王族だろうがなんだろうが赤色以外を嫌悪している領主だから体裁だけの警備強化のために日雇いの兵を募集している。
下っ端でも入り込めることさえ出来れば館の内部は把握済みだ。
反乱軍には白の戦姫を崇めている者もいるため、反抗するものも少なからずいたが姫様は捕らえても危害を加えないということで話がまとまった。
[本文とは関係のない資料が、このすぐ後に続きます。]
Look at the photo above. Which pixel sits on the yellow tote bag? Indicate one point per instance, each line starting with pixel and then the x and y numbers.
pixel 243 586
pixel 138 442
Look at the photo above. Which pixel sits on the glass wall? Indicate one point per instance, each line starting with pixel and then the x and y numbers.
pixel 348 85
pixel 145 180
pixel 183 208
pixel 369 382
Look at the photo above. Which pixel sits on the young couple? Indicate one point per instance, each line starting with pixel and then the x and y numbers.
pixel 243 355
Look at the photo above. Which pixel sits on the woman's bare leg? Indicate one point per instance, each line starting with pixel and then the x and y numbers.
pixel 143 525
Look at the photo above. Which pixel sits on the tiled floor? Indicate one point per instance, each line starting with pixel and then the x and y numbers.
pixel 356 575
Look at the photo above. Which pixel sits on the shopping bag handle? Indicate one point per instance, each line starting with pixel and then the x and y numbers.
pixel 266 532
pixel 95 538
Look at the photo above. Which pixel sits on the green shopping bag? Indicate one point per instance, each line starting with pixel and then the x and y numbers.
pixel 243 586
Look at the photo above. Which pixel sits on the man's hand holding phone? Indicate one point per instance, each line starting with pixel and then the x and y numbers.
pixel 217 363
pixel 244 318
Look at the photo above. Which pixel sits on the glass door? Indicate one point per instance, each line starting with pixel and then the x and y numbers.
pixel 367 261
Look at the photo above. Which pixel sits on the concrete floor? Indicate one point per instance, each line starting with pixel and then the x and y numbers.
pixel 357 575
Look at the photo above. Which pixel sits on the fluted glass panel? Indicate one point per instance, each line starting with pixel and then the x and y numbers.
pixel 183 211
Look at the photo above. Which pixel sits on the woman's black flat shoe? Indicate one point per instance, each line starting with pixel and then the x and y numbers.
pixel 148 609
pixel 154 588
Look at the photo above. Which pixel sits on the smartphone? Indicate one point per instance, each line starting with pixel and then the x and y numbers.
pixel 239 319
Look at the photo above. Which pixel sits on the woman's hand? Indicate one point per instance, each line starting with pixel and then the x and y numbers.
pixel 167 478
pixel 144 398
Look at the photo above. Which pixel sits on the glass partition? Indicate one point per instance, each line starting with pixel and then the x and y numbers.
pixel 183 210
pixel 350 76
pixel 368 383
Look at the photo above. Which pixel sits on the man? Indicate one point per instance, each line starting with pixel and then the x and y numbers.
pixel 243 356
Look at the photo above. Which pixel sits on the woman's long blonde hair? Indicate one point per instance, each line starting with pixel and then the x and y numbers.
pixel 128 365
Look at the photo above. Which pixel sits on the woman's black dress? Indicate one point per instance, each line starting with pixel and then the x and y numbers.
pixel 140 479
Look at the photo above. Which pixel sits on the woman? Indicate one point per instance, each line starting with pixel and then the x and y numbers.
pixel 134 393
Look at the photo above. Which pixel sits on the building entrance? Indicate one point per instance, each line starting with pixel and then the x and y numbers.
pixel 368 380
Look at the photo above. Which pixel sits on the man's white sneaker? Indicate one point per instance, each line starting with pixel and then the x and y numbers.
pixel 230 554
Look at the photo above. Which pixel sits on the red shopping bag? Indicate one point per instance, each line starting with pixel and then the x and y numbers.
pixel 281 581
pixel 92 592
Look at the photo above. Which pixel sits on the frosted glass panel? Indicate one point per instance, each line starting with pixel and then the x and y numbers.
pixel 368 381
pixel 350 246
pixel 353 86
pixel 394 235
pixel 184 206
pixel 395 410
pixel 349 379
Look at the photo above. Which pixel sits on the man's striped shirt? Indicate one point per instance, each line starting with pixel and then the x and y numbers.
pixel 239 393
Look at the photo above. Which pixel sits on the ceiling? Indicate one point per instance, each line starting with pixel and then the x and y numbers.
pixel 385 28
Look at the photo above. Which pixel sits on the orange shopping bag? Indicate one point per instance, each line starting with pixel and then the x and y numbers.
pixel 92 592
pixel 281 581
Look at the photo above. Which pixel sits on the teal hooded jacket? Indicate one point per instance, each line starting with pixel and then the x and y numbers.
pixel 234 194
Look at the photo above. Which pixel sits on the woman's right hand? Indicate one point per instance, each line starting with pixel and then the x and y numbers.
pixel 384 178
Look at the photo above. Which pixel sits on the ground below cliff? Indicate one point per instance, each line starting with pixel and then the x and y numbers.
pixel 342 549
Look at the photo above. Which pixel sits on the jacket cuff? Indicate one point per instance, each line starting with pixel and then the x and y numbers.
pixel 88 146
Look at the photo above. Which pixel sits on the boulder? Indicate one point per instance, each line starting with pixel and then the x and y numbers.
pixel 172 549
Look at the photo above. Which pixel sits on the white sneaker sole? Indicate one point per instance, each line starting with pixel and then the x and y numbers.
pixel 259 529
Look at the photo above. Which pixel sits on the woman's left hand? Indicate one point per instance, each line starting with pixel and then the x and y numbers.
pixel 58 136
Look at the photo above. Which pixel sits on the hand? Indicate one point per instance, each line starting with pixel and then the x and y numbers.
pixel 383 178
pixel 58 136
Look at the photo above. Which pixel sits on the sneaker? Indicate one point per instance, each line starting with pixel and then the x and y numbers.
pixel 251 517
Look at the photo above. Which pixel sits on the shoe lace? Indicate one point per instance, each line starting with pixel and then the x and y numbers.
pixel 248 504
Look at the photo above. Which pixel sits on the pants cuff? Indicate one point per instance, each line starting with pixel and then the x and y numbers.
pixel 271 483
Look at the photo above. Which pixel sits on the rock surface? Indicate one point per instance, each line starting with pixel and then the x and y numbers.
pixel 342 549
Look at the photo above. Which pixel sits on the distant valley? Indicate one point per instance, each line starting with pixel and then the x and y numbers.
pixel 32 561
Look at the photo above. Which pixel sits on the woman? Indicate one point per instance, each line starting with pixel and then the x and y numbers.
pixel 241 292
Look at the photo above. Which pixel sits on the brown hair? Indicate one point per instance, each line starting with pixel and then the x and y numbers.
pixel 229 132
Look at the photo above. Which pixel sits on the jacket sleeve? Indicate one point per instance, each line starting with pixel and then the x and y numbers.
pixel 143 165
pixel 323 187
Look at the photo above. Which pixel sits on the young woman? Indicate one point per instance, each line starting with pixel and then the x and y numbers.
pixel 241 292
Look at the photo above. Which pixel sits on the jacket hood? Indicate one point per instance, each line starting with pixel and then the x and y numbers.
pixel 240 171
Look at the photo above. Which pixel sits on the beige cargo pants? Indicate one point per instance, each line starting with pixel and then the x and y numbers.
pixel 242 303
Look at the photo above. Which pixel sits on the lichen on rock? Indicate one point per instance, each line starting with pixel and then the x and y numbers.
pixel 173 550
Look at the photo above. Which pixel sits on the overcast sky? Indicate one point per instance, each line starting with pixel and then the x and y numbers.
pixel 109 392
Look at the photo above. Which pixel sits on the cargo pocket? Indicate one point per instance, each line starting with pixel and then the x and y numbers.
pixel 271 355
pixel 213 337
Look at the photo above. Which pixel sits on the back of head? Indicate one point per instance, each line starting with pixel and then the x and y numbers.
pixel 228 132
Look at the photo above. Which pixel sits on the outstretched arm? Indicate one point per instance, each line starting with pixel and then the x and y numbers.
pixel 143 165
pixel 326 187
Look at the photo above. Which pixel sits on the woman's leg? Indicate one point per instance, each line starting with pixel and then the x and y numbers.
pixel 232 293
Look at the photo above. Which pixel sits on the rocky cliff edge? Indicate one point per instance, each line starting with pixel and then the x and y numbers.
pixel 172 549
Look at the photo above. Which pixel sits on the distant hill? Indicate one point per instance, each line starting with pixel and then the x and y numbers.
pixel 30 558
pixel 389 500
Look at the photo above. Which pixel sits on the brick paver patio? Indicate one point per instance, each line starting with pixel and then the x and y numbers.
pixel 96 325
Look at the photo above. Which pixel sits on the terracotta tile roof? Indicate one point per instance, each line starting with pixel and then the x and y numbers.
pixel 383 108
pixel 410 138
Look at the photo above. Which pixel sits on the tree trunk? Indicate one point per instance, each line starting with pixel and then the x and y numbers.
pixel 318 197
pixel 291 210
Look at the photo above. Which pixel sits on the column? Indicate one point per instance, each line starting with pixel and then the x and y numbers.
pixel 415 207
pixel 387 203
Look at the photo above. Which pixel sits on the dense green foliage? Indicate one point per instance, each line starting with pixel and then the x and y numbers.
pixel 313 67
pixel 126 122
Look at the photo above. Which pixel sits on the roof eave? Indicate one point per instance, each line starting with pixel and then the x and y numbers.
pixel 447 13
当日、先に潜入した仲間に手引きをされ捕らえられている娘の元に向かった。
何人もの女子供を地下牢に閉じ込めていることは知っていた。
そして目にしたものは、残酷な事実であった。
連れ去った娘を領主は慰み、嬲り、鎖につないでいた。
目は虚ろで意思はないが、その腹は異様に膨れ上がっており、現実を訴えている。
娘は俺の姿を目にしても何の光も映さなかった。
けれど、生きている。
生きているだけで、良かった。
捕らえられている人々を逃がしている所で想定外の事が起こった。
白の姫様が滞在している離れから火の手が上がったのだ。
そんな予定は一切ない。
姫様には離れから出て来れないように大人しくしてもらうだけだったはずだ。
炎は治まることを知らず、どんどん広がってゆく。
混乱に乗じて領主は捕まえられたと聞き、これ以上の打つ手はないとその場を離れた。
その後、炎に包まれた離れからは誰とも判別できぬ死体が多くみつかった。
予定外の事ではあったが領主を捕まえ、姫を殺したとなれば、もう立ち止まる事など出来なくなった。
反乱は進む。
誰も止めることはない。
結局娘の体は出産に耐え切れず、命を落とす事となった。
最後までその瞳に光を映すことはなく、俺の胸にはわだかまりが残ったままになった。
捕らえられた領主は、この国への見せしめとしてもう死体となり王城へ送られている。
娘の子供は俺と同じ緑の髪を持っていたことにどこかほっとしてしまった。
自分に嫌気がさした。
赤に狂っているのは自分なのかもしれない。
娘も死に、小さな赤子だけ残された俺だが、このまま反乱軍に残ることに決めた。
狂ってしまったのならば、最後まで狂った国に付き合うのもいいのかもしれない。
反乱軍の代表にその事を伝えに行けば、悲しそうに了承をしてくれた。
どこか様子がおかしい気がして、尋ねればポツリと呟いた。
あの領主の館で赤の神子を見た。
だが、赤の神子はこの国を捨てて出て行ってしまった。
なぜそんなことがわかるのか。
そう尋ねるが、冗談だと返された。
冗談には到底見えなかったが、それ以上代表は口を開かなかった。
もし本当に赤の神子がこの国を捨てたのならば、この国に赤色が産まれる事が減っていくのだろう。
そうなれば、この国は正気になるだろうか。
それとも、さらに狂うのだろうか。
すでに狂っている俺には、分からないことであった。